Equuality: Reflections on Life with Horses

Connecting Through Migration

If he isn't moving, you can't get it done. Until the legs know what to do the mind is lost. When the feet get knowing what to do, the mind understands. -Ray Hunt

A herd of wild horses will migrate somewhere between twenty and thirty miles daily. During this movement, though traveling known routes, they will encounter obstacles both known and unknown: water crossings, downed trees, deep sand, rocky passes, pouring rain, scorching sun, and predator attacks, to name just a few. In each case, the horses' best reaction is to use as much emotion as they need, tempered with as much analysis as possible. They are creatures evolved to think and solve problems while on the move in varied environments.

In contrast, consider for a moment the situation of the average captive horse. Usually, they are kept in enclosures of a few acres or smaller, on level ground with very little in the way of obstacles. Their hay is placed in piles, giving them very little reason to move even if they had the space. When they are taken out for training, it is often conducted in a single location, such as an arena, which is usually flat and also devoid of features. It seems little wonder that many domestic horses lack the emotional control and analytical ability of their wild counterparts. We have set them up in the exact right environment to make them naive. To combat this mental atrophy, I spend as much time as possible walking and playing with my horses on the trail, whether they are trained to ride, green, or too young to carry a rider.

Phelps, an off-the-track thoroughbred, provides an excellent example of how simply spending time moving on the trail can do amazing things for a horse. Phelps was from a race horse breeder who was going under and selling off a huge number of horses. He had had a typical start for a racing colt - too young, too fast, too emotional.

When I began playing with Phelps, he had been at his new home for six or eight months getting settled before having any real work done. He was friendly, and very gentle, but not in a healthy mental place. No matter how much his new owners fed and grained him, he stayed skin-and-bones thin. His breathing was always shallow and quick. Though he had had significant time away from his abusive training experiences, he was still an extremely anxious, nervous creature.

As I started to play with him on the ground, I found him to be extraordinarily willing to try, but always worried that I was going to demand something that would be past his limit. His world was very small, so there was a lot for him to be afraid of. As often happens with horses who have been started young and poorly, his time off had not yielded much decompression and general relaxation because he had no sense of how being relaxed and feeling safe could feel. In short, he was out of touch with his natural state.

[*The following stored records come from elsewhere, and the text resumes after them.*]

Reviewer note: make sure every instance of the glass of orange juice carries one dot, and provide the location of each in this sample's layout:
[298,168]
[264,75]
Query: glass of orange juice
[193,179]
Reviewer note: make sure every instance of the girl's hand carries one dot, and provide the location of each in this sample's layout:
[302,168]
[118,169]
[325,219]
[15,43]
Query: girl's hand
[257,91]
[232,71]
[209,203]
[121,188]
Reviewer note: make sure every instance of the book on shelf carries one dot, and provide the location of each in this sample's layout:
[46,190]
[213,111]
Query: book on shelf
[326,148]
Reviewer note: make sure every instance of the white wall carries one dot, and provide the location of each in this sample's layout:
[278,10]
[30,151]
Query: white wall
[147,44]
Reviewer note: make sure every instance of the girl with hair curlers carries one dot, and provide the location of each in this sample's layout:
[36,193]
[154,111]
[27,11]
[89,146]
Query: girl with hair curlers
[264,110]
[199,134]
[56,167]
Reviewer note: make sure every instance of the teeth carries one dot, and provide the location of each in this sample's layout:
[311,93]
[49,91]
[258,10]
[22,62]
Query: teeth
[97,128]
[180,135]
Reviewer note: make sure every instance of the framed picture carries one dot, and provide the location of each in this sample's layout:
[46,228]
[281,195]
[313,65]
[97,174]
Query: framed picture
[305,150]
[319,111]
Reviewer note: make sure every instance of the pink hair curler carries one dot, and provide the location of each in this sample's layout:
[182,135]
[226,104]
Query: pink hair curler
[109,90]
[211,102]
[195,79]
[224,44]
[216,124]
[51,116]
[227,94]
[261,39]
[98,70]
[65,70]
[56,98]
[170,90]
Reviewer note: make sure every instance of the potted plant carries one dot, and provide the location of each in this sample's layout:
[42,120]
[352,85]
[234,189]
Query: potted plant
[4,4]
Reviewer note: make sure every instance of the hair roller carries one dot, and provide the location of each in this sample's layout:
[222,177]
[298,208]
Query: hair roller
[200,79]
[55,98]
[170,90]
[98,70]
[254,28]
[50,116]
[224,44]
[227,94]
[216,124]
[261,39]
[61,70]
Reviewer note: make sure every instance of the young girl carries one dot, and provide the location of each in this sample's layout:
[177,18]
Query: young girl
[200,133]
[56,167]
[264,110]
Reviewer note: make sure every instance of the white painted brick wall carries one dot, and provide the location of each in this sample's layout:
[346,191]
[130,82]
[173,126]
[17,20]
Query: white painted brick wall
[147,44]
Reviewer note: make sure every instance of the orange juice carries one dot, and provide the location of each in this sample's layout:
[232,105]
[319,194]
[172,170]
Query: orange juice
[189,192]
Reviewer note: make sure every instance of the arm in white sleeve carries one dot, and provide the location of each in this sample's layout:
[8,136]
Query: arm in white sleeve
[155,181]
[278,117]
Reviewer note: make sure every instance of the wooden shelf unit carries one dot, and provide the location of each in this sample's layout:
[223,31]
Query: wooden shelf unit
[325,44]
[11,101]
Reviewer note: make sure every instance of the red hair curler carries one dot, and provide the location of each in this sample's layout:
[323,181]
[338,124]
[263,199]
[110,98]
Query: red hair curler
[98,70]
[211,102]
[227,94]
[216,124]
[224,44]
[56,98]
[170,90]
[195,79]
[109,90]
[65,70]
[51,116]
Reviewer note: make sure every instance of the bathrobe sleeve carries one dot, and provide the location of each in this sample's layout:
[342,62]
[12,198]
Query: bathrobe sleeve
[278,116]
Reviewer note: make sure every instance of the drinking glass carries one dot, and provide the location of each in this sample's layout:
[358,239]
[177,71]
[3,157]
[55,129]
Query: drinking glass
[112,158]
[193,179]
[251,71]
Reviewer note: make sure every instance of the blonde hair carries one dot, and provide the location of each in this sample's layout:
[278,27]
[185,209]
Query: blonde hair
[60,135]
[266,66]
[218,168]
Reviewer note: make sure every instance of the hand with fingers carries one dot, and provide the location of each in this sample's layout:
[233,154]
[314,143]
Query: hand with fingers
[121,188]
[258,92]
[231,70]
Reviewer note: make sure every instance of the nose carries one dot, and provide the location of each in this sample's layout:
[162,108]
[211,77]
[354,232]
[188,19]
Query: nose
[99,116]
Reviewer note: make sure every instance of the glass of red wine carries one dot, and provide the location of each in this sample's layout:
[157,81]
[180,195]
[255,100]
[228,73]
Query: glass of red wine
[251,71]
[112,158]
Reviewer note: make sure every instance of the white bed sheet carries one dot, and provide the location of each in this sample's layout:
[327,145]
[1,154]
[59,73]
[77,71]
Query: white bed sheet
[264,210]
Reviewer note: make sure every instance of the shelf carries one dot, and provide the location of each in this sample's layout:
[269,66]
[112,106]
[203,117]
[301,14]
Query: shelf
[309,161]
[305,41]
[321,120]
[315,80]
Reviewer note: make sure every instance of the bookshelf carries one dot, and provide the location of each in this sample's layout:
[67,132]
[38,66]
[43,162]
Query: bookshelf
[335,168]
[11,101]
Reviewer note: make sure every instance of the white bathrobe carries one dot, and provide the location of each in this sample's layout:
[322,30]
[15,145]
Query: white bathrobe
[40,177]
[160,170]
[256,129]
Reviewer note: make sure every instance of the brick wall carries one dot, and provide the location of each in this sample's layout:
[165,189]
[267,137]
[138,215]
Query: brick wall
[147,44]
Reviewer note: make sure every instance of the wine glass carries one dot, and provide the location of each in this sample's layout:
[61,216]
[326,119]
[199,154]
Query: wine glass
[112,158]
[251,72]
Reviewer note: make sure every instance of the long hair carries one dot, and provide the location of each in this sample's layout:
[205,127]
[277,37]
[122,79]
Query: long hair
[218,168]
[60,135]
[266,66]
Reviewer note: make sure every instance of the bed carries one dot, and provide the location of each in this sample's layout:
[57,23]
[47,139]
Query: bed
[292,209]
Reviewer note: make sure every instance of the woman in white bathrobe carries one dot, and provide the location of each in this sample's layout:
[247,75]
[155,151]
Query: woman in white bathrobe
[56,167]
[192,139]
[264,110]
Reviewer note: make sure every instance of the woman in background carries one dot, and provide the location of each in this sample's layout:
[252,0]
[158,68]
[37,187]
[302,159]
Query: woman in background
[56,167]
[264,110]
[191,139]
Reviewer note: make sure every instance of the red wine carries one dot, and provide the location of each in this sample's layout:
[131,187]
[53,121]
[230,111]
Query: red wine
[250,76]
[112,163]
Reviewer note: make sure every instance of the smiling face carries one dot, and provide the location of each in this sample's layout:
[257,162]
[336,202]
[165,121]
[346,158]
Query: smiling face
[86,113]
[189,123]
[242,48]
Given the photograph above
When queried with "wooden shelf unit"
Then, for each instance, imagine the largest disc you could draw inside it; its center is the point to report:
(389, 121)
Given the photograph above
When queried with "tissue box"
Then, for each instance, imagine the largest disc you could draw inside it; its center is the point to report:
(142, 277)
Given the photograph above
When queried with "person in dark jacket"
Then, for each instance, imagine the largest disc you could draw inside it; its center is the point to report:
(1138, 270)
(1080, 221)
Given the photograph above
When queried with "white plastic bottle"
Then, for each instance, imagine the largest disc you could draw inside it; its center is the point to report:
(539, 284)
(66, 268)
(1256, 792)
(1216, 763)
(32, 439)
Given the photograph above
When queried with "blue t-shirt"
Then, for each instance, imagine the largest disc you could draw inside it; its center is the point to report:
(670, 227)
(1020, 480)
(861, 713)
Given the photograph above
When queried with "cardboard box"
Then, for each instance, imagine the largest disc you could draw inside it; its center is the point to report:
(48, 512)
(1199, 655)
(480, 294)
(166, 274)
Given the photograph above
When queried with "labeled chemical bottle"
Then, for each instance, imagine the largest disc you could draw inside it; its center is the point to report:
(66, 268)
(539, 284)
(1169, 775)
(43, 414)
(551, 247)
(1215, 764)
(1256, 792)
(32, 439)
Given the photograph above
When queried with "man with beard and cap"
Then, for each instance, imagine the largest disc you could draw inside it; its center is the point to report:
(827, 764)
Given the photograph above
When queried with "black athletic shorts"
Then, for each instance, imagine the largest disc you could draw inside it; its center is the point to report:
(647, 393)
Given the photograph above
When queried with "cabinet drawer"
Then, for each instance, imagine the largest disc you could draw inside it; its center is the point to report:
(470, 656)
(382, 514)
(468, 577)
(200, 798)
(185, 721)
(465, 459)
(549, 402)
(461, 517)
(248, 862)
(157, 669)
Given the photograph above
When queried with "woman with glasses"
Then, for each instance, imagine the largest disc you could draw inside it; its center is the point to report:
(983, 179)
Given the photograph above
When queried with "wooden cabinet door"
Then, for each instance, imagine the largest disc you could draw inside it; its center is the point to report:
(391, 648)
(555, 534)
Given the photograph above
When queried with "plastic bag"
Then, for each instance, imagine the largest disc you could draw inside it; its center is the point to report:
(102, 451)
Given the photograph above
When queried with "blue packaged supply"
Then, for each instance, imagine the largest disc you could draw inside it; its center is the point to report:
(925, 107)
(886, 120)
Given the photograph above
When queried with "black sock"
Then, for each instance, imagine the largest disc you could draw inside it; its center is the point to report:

Phelps needed to rediscover what it actually meant to be a horse, and the trail was a perfect place to help him do that. I began trailering him out two or three times a week for a two-hour walk.

Trailering was, of course, the first threshold we had to cross. Though Phelps would load in the trailer willingly and easily from the start, getting out was another story. He would not back out, nor did he feel like he could unload forwards after he turned around. I believe that from his experiences, he had learned that new places were very intense and not to be trusted. The first day he stood at the threshold for five hours until he finally had the confidence to unload. The time he needed reduced to an hour the second day, half an hour the third day, five minutes the fourth day, and close to immediate after that. I will never know why he was so afraid to unload when he was able to load so easily, though I suspect it had something to do with race-gate training. Regardless, I was blessed by Phelp's willingness to learn a new way.

Phelps and I spent many afternoons just walking together on the trail. I used a long lead so that he could drift if he got spooked, but generally asked him to stay just a little behind me in leading position. For a long time, that was all I asked of him. If he got stuck I would wait for him to get un-stuck, and if he got emotional and charged ahead I would simply ask him patiently to return to my side. Eventually he would settle in and become comfortable in my herd.

At first, this process took nearly the entire two hours of the walk. I tried to remain patient, not forcing anything on him, just being with him in a natural state of migration. As we continued the ritual of walking together, he began to come to a calm state of mind earlier and earlier in the walk. I was able to start phasing in simple games like weaving around the desert sage, asking him to put his front hooves on pedestal-like rocks, having him cross logs, or sidepass a fallen branch. Often Phelps would lose confidence during these tasks, so I would use repetition or returning to the walk to help him re-center.

As Phelps spent more and more time in a calm emotional state, he gained confidence in himself and my leadership. I was able to show him that I understood his fears and that if he trusted me and trusted himself, he could trust the larger world as well. Spending time together in the context of a migrating trail walk helped Phelps to reconnect to his natural state, allowing him to finally begin the process of unwinding from his extremely unnatural upbringing.